A Clojure interface to the Genome Analysis Toolkit (GATK) to analyze variant data in VCF files. It supports scoring for the Archon Genomic X PRIZE competition but is also a general framework for variant file comparison.
Requires Java 1.6 and Leiningen.
$ lein deps
A YAML configuration file specifies the variant files for comparison. The project contains example configuration and associated variant files that demonstrate the features of the library.
An example of scoring a phased diploid genome against a haploid reference genome:
$ lein run :compare config/reference-grading.yaml
An example of assessing variant calls produced by different calling algorithms:
$ lein run :compare config/method-comparison.yaml
A web interface automates the process of preparing configuration files and running a variant comparison:
$ lein run :web config/web-processing.yaml
$ lein uberjar
$ java -jar bcbio.variation-0.0.1-SNAPSHOT-standalone.jar -T VcfSimpleStats
-R test/data/GRCh37.fa --variant test/data/gatk-calls.vcf --out test.png
$ lein uberjar
$ java -jar bcbio.variation-0.0.1-SNAPSHOT-standalone.jar -T VariantAnnotator
-A MeanNeighboringBaseQuality -R test/data/GRCh37.fa -I test/data/aligned-reads.bam
--variant test/data/gatk-calls.vcf -o annotated-file.vcf
A YAML configuration file defines targets for comparison processing. Two example files for reference grading and comparison of calling methods provide example starting points and details on available options are below:
dir:
base: Base directory to allow use of relative paths (optional).
out: Working directory to write output.
prep: Prep directory where files will be pre-processed.
experiments: # one or more experiments
- sample: Name of current sample.
ref: Reference genome in FASTA format.
intervals: Intervals to process in BED format (optional).
align: Alignments for all calls in BAM format (optional).
summary-level: Amount of summary information to provide,
[full,quick] (default:full)
approach: Type of comparison to do [compare,grade]. Default compare.
calls: # two or more calls to compare
- name: Name of call type
file: One or more input files in VCF format
align: Alignment for specific call in BAM format (optional).
ref: Reference genome if different than experiment ref (optional)
intervals: Genome intervals to process in BED format (optional).

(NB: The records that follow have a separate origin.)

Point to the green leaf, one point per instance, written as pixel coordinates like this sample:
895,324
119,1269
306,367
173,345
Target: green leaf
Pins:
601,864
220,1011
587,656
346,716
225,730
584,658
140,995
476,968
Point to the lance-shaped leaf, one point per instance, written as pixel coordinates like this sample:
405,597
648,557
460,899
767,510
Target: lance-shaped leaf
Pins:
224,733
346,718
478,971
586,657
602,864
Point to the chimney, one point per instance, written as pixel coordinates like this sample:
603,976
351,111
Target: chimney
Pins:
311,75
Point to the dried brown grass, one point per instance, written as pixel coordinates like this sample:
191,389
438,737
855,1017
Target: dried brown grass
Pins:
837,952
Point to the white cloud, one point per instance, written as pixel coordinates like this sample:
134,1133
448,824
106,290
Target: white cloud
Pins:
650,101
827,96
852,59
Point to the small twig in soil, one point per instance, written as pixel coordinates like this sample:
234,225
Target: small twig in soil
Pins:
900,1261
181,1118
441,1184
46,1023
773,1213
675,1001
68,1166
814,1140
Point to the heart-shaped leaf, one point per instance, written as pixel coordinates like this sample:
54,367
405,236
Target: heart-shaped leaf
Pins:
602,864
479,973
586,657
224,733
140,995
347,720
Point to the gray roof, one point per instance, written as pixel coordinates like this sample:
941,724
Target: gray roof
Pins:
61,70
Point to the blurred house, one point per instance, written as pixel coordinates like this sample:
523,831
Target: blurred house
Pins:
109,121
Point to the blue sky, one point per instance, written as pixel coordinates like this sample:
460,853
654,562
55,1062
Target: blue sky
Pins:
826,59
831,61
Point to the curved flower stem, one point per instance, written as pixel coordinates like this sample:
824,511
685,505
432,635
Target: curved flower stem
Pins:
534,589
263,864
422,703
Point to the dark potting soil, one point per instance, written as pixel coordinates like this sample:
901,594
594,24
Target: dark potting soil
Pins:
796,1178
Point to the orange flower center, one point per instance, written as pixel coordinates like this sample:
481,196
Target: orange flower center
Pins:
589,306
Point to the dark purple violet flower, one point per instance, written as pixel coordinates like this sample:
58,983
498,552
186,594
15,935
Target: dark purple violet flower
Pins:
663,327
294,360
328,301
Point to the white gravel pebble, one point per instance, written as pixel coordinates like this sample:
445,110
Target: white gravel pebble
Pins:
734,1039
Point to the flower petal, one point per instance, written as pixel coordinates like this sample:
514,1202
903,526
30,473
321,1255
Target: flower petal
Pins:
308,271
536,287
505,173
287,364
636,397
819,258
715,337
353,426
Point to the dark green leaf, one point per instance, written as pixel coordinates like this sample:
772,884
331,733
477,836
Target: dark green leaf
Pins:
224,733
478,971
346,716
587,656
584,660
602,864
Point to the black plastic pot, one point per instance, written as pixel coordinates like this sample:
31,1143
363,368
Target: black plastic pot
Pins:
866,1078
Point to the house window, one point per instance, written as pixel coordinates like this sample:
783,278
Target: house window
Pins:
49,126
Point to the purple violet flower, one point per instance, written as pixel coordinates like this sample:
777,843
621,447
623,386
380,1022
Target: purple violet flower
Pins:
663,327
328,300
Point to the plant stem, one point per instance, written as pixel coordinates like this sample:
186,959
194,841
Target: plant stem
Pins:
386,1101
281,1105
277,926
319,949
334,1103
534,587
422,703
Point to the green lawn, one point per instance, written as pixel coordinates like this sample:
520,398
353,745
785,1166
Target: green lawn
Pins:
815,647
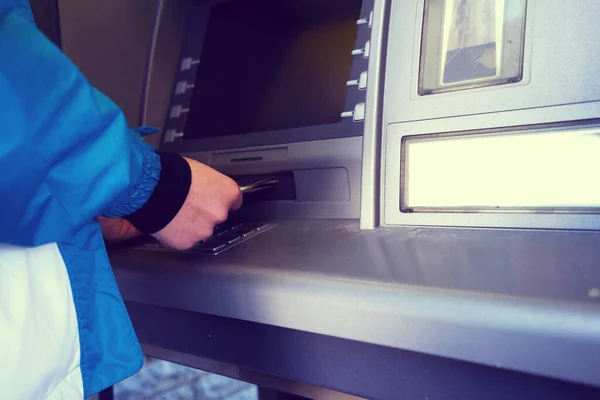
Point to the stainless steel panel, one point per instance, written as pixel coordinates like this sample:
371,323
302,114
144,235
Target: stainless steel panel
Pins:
576,115
559,64
370,178
522,300
342,197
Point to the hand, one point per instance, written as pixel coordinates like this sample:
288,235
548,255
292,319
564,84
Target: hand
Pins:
115,229
212,195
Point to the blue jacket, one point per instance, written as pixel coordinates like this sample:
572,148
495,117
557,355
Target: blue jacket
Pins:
67,156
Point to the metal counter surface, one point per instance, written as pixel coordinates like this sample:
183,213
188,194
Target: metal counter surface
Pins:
516,299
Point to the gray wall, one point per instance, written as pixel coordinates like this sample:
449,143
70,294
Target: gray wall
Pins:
110,40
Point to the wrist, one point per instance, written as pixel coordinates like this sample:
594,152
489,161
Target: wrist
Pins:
168,196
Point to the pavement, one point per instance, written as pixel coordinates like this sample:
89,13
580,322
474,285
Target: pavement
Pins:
162,380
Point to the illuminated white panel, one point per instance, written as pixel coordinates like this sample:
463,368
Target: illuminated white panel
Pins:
543,171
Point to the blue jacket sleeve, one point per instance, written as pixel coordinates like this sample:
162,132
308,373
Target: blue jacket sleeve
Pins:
67,154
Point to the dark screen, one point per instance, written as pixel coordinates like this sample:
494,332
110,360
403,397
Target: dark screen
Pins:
273,64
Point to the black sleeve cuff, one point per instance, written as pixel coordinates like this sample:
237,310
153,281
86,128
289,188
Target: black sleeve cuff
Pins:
168,196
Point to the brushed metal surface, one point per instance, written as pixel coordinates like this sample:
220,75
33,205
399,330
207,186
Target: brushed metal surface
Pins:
511,298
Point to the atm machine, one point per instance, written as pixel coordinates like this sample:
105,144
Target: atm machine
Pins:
434,229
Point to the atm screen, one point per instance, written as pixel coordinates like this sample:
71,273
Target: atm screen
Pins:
272,64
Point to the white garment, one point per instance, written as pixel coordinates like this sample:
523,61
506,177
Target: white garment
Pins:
39,336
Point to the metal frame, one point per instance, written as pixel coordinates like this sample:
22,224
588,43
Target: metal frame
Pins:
576,115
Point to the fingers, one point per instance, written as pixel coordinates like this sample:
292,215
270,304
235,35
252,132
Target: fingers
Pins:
211,197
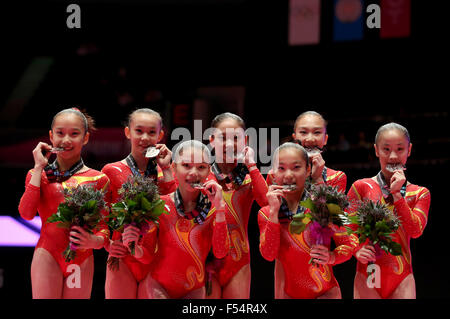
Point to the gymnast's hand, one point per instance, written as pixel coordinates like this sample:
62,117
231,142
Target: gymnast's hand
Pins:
366,254
85,240
117,249
164,157
317,164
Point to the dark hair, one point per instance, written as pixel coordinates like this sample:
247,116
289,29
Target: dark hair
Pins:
314,113
88,121
392,126
227,115
292,145
147,111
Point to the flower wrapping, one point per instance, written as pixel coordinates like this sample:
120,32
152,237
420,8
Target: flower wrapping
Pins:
139,205
81,207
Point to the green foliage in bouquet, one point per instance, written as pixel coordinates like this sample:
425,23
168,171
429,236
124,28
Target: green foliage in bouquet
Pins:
139,204
377,223
326,205
81,207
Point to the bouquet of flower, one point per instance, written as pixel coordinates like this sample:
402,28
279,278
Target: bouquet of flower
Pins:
82,207
138,205
375,222
326,206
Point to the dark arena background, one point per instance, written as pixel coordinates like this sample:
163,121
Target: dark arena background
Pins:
193,59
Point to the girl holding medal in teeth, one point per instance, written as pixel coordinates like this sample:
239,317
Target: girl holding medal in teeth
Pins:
295,276
195,223
310,130
408,201
44,192
242,184
148,158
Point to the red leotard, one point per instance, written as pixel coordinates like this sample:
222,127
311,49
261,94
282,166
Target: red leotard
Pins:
334,178
413,213
239,203
183,245
302,280
45,200
118,173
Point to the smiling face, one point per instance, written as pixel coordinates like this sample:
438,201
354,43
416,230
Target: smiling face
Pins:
228,140
290,168
68,132
310,131
191,166
392,147
144,130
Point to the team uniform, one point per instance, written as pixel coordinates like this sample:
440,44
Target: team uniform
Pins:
183,245
330,176
412,210
118,173
302,279
239,200
45,200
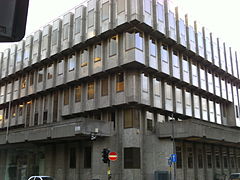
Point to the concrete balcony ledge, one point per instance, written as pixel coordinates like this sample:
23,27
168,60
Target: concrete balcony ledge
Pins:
77,127
198,130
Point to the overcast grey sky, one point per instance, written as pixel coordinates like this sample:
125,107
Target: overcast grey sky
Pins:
219,16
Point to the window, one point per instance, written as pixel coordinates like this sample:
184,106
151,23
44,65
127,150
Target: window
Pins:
144,83
54,37
120,82
78,93
209,160
72,158
87,157
139,40
131,118
225,161
77,25
104,87
105,11
50,71
65,31
40,75
217,158
153,47
24,82
71,63
97,52
132,158
147,5
60,67
55,107
190,157
91,90
31,79
120,6
90,18
200,159
84,57
157,87
45,112
160,12
66,97
113,46
179,157
164,53
20,109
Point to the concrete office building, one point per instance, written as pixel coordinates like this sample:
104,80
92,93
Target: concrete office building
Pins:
120,70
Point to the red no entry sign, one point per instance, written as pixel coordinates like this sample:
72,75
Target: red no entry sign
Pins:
112,156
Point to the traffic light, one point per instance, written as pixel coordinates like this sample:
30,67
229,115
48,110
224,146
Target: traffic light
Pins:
105,153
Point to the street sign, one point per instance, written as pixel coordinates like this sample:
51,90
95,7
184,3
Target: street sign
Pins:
174,157
112,156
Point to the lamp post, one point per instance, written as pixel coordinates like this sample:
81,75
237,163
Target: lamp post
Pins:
174,145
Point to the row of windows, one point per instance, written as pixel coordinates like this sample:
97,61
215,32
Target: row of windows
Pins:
217,157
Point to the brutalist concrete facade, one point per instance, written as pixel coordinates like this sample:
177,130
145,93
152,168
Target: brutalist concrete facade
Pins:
113,74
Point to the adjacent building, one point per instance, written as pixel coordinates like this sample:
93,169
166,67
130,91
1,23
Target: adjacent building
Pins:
137,77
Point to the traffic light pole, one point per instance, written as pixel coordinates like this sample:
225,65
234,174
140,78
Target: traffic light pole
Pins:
109,171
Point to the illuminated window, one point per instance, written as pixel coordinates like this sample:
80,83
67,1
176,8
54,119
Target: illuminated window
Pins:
120,82
131,118
60,67
84,57
97,52
40,75
78,90
31,79
50,71
105,11
104,87
113,46
152,47
71,63
132,158
91,90
66,97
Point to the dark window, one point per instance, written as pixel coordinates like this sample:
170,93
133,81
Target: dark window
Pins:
78,90
179,156
87,157
91,90
132,158
104,87
190,158
72,158
131,118
120,82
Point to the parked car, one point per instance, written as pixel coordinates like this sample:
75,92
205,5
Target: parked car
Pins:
40,178
234,176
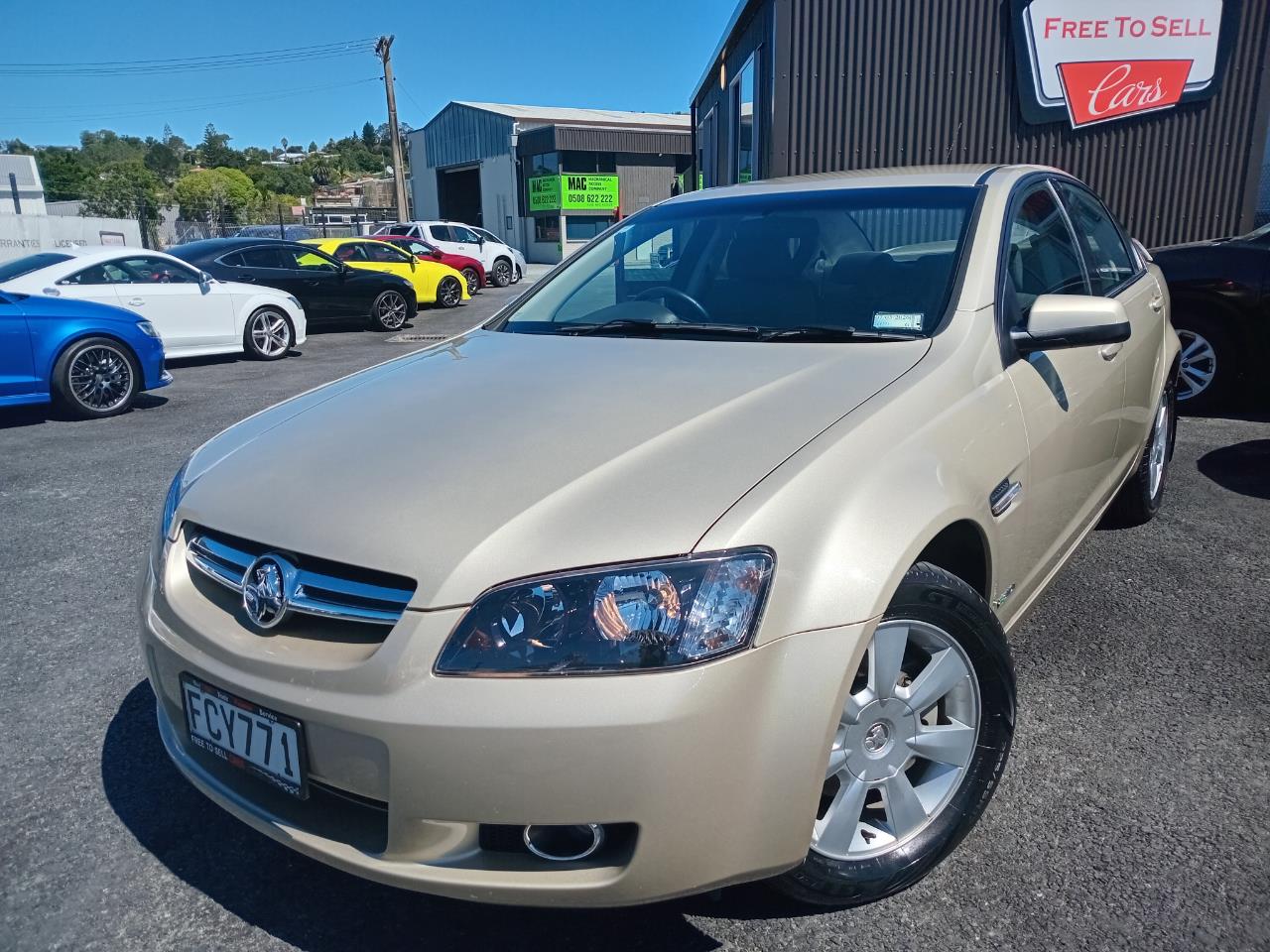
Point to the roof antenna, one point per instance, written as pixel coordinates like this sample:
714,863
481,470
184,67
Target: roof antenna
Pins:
956,135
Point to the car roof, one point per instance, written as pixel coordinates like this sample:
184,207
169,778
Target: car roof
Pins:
896,177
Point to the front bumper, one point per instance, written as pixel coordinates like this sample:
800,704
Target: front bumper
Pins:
716,770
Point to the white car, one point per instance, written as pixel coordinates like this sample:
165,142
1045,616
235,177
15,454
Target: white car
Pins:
503,264
193,312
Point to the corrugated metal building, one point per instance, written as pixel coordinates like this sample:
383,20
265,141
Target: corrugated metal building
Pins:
824,85
544,178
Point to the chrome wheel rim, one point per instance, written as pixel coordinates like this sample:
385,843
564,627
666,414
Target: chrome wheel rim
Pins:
1159,452
391,312
100,377
903,744
271,334
1198,365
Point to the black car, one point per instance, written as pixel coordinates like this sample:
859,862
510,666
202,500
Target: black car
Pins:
1220,298
326,289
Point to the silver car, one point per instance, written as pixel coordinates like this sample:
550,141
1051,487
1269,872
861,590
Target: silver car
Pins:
714,544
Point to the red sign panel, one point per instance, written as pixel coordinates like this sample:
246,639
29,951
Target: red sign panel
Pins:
1107,89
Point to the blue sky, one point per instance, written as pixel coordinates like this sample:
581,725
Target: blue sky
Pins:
624,55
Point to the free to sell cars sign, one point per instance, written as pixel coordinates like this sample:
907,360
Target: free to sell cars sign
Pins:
1095,61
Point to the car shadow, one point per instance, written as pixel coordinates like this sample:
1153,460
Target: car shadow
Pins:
1241,467
39,414
321,909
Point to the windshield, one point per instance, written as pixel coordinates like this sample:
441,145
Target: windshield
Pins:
849,262
31,263
1260,235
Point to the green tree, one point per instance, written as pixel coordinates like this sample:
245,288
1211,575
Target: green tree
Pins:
63,173
216,194
162,160
324,169
127,189
105,148
214,150
281,180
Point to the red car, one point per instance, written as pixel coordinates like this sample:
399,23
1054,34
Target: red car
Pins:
472,271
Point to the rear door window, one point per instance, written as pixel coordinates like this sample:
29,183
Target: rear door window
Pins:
1109,258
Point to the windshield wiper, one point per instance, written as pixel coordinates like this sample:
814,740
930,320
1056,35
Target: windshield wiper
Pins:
656,329
811,331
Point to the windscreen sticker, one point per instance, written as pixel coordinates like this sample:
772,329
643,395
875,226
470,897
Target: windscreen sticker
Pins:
896,320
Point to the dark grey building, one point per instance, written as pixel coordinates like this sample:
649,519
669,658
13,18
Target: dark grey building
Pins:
1162,111
545,179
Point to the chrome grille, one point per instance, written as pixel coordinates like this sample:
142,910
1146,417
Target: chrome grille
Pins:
320,588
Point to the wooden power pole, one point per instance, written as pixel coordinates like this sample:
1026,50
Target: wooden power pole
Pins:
382,49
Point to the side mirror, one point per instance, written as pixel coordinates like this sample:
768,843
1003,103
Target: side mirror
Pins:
1071,320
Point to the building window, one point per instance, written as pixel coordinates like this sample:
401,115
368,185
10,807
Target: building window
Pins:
588,162
706,150
548,229
744,134
583,227
545,164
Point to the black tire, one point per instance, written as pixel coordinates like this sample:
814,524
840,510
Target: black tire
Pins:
502,273
1138,500
935,597
114,359
390,309
1194,329
264,338
449,293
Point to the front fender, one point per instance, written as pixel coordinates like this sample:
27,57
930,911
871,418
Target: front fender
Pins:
851,512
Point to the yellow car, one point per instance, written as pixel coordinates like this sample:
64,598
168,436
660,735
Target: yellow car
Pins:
434,282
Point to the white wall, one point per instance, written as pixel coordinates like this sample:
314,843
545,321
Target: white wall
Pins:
26,234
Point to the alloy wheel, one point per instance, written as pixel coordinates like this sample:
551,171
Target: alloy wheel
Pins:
1198,365
1159,456
905,740
393,309
271,334
100,379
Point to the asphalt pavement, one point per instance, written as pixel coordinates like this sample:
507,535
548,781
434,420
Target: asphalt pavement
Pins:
1132,814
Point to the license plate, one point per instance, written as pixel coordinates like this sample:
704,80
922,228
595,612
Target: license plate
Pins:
245,735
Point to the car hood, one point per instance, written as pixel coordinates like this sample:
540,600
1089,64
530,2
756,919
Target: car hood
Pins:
497,456
67,307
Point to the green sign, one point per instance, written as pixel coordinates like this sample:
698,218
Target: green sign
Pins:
572,191
545,193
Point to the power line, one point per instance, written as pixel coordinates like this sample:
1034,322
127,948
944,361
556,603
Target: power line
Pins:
225,61
198,107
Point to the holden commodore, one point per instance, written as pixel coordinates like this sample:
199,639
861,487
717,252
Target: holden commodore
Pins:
712,561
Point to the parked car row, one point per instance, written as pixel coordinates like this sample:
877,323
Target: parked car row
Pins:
1220,291
500,262
90,326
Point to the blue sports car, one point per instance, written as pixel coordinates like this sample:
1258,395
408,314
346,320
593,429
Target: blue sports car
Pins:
90,358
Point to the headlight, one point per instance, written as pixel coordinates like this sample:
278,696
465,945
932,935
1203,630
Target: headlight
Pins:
167,529
654,615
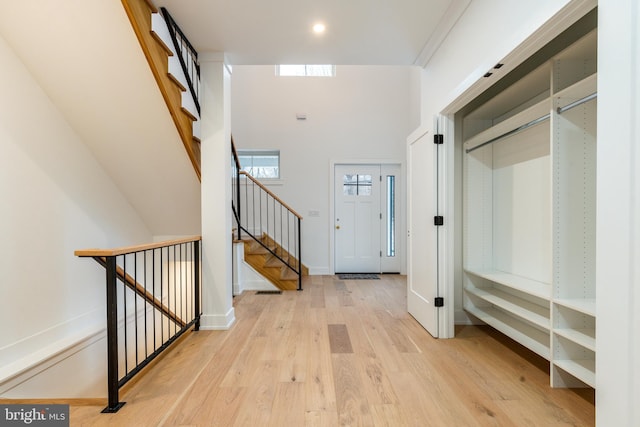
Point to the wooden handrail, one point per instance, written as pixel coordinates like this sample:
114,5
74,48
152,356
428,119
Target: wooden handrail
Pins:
131,249
143,292
259,184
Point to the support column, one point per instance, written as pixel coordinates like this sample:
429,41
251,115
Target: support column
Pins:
217,296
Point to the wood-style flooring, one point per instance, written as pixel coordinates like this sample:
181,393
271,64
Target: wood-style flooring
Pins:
343,353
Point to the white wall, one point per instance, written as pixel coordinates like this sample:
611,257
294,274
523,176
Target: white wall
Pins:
363,113
486,34
55,199
618,215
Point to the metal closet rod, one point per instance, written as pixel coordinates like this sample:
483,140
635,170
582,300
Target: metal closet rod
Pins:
511,132
559,110
567,107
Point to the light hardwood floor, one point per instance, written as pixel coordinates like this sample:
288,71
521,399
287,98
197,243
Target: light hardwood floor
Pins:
343,353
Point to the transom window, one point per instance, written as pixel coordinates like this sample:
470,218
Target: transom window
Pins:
305,70
261,164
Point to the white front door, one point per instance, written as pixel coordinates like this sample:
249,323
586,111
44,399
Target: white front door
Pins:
357,218
422,280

refcalls: Add reference calls if has alignment info (boolean; default false).
annotate: Annotate calls with GATK annotations (boolean; default false).
normalize: Normalize MNPs and indels (boolean: default true).
prep: Prep with in-order chromosomes and sample names (boolean; default false).
preclean: Remove problematic characters from input VCFs
(boolean; default false).
remove-refcalls: Remove reference, non-variant calls.
(boolean; default false).
make-haploid: Convert a set of diploid calls to haploid variants
(boolean; default false)
The code is freely available under the MIT license.